One for the Read The World challenge. Wikipedia only mentions one writer from Vanuatu: Grace Mera Molisa. There was a copy of Black Stone, her first book of poems, for sale on AbeBooks, so I thought I’d give it a punt.

This is political poetry: Black Stone was published in 1983, just three years after Vanuatu gained independence, and the main dynamics of the book are anti-colonialism and feminism.

If the aim of the challenge is to get some sense of different places around the world, then this book isn’t ideal. It largely deals with politics in the abstract, and aside from a few place-names it would be difficult to guess where it was written. I have no more idea of the landscape or everyday life of Vanuatu than I did before I read it. But then I don’t think I’m the target audience.

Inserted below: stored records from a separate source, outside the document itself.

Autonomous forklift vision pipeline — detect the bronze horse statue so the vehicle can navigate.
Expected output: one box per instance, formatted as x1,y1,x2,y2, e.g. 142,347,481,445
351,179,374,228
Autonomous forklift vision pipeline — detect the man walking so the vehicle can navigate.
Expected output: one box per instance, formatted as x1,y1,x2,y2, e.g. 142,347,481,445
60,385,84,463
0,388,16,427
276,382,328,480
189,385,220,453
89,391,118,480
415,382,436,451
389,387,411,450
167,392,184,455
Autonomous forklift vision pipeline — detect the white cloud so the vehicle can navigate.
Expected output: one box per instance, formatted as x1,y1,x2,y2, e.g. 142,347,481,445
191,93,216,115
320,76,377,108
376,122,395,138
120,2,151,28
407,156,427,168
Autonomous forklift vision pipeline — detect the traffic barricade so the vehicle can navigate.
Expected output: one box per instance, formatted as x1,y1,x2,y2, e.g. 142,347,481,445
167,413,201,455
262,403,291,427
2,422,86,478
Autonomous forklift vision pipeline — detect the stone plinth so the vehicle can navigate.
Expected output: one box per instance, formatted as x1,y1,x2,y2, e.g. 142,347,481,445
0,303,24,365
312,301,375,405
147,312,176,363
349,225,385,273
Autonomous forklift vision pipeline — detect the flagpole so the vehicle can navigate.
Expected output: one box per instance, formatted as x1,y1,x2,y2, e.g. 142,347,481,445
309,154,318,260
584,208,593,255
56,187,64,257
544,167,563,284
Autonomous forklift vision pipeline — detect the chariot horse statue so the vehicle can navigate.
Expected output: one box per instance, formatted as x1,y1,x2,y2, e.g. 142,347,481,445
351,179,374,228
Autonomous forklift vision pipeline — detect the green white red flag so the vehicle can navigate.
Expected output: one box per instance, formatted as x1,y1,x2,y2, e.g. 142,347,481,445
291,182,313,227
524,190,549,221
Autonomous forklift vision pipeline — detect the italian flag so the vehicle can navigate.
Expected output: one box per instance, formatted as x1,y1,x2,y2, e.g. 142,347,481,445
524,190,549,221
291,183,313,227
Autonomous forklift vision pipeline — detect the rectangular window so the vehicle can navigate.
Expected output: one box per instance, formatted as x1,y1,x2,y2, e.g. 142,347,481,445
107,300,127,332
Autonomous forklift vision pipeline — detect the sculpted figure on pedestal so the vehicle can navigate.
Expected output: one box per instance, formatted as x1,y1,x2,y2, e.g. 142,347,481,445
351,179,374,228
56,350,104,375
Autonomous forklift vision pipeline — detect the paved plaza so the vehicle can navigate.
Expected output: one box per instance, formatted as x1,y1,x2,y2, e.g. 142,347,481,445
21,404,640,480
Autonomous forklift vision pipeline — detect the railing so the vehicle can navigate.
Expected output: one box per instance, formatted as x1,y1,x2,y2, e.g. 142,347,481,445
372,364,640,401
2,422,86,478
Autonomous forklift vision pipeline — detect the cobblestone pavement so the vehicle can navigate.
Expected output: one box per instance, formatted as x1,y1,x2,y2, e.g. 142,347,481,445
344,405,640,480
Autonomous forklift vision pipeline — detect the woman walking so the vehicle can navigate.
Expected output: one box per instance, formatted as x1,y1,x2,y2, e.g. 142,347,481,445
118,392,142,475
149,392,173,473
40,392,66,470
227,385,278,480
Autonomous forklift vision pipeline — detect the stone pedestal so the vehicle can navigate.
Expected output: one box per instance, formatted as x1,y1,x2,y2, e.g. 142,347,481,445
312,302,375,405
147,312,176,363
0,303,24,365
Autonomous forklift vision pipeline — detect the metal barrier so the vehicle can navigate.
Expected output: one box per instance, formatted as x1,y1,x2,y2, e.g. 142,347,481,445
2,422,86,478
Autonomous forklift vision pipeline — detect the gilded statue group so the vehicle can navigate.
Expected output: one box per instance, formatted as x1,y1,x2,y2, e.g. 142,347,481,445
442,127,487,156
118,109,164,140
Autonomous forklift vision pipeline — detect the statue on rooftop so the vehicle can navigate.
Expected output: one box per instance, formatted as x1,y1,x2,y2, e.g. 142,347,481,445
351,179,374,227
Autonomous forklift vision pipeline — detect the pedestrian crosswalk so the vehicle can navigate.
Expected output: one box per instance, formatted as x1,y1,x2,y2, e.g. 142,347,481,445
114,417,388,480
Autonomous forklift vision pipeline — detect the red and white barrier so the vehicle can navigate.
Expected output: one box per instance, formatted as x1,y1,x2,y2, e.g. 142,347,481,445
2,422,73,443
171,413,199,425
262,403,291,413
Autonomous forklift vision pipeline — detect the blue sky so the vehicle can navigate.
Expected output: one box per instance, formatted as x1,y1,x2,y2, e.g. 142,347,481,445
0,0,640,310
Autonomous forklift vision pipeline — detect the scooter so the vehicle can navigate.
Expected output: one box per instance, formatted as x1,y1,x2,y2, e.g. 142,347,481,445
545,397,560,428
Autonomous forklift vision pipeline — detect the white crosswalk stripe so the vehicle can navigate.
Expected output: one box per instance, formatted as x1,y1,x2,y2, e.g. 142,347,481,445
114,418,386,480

I’m not terribly excited by it as poetry either; most of it reads as political prose broken up rather arbitrarily into short  lines. This is from a poem called Newspaper Mania:

The medium
of Newsprint
can make
and break
Governments
and men
in dictating
and shaping
public opinion
by subtle
and invisible
Dictatorship. 

There are occasionally hints of something more interesting, though; from the same poem, I think this has a fine acid touch to it:

Metropolitan
journalists
flock to Port Vila
crawling the bars
sniffing the farts
of other
transient scavengers
and go away
experts
on Vanuatu politics. 

Despite  few good moments, the book mainly reads to me as social activism rather than poetry. Not that I have anything against social activism.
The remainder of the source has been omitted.